The Relevance Density Method for Multi-topic Queries in ... - CiteSeerX

14 downloads 0 Views 19KB Size Report
Bell Communications Research. 331 Newman Springs Road, Red Bank, NJ 07701-7030. G. Casella. Cornell University, 337 Warren Hall, Ithaca, NY 14850.
The Relevance Density Method for Multi-topic Queries in Information Retrieval. Y. Kane-Esrig, L. Streeter, S. Dumais, W. Keese Bell Communications Research 331 Newman Springs Road, Red Bank, NJ 07701-7030 G. Casella Cornell University, 337 Warren Hall, Ithaca, NY 14850

Abstract A long standing problem in information retrieval is how to treat queries that are best answered by two or more distinct sets of documents. Existing methods average across the words or terms in a user’s query, and consequently, perform poorly with multimodal queries, such as: "Show me documents about French art and American jazz". We propose a new method, the Relevance Density Method for selecting documents relevant to a user’s query. The method can be used whenever the documents and the terms are represented by vectors in a multi-dimensional space, such that the vectors corresponding to documents and terms dealing with closely related topics are close to each other. We show that the Relevance Density Method performs better for multimodal as well as single mode queries than an averaging method. In addition, we show that retrieval is substantially faster for the new method. Introduction The task of an information retrieval system is to respond to a user’s request for information (a query) by searching a collection of documents (e.g texts such as books, journal articles etc.) and selecting those documents that seem to be relevant to the topic(s) of the query. Usually, the documents in the collection are indexed by terms (keywords). It is assumed that the topic(s) of a document or of a query is adequately reflected by its collection of terms. The relevance density method proposed in this paper can be applied whenever terms and documents are represented by vectors in the same multidimensional document-term space with similarity of terms and documents reflected by the closeness of their vector representations in that space. In other words, if two vectors are close together, then the corresponding terms or documents can be assumed to be closely related in their topics and vice versa. Methods for constructing such a space are presented in [1] and [2]. Currently, the method of selecting relevant documents used in conjunction with such vector representations of terms and documents is called vector averaging (VA). VA [2], [3] represents a query by a single vector in the

document-term space. This query vector is a weighted average of the term vectors used in the query. Documents in the collection are ranked by the closeness (measured by the cosine or dot product) of their vectors to the query vector. The top ranking documents are selected as relevant and returned to the user. Representing the query by a single vector works well when the vectors of the relevant objects (documents and terms) are clustered together in a single region of the document-term space, since the center of that region is a reasonable estimate of the query’s content. However, if the vectors of the relevant objects fall into two or more clusters separated by regions of the space containing nonrelevant documents, then averaging will perform poorly, since it will tend to retrieve documents between the two clusters of relevant documents. One proposed solution [4] was to identify multimodal queries and split them into sub-queries. However, this method was too computationally expensive and has not been used widely. An additional drawback of vector averaging is computational expense. Typically, the query vector is compared to every document vector. If the document collection is large and the dimensionality of the document-term space high, computational demands can be quite significant. The proposed method can be implemented using table look-up, thereby trading space for time.

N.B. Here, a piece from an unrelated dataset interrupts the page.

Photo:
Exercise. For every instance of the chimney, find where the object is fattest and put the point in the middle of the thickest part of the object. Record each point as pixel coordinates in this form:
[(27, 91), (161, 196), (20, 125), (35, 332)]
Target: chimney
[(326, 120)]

The Relevance Density Method We propose a new method of ranking documents. The Relevance Density Method (RDM) can be used whenever documents and terms are represented by vectors in the document-term space. We treat relevance as a continuous quantity and model its distribution by a probability density π(D D ) over the document-term space. The documents in the collection are ranked in the order of the height of the density over their vector representations D . In other words, the document that has the highest value of π(D D ) is given rank 1 etc., with higher ranks reflecting greater similarity or relevance. Thus, this density should be high over areas of the

document-term space containing vectors to relevant objects and low over areas of nonrelevant objects. If there is more than one cluster of relevant objects, then the density should be multimodal.

common or frequent words are weighted less heavily than rare words. (A list of desirable qualities of a sampling density, proofs that f (Q | D ) has these qualities, and an alternative sampling function are presented in [5].)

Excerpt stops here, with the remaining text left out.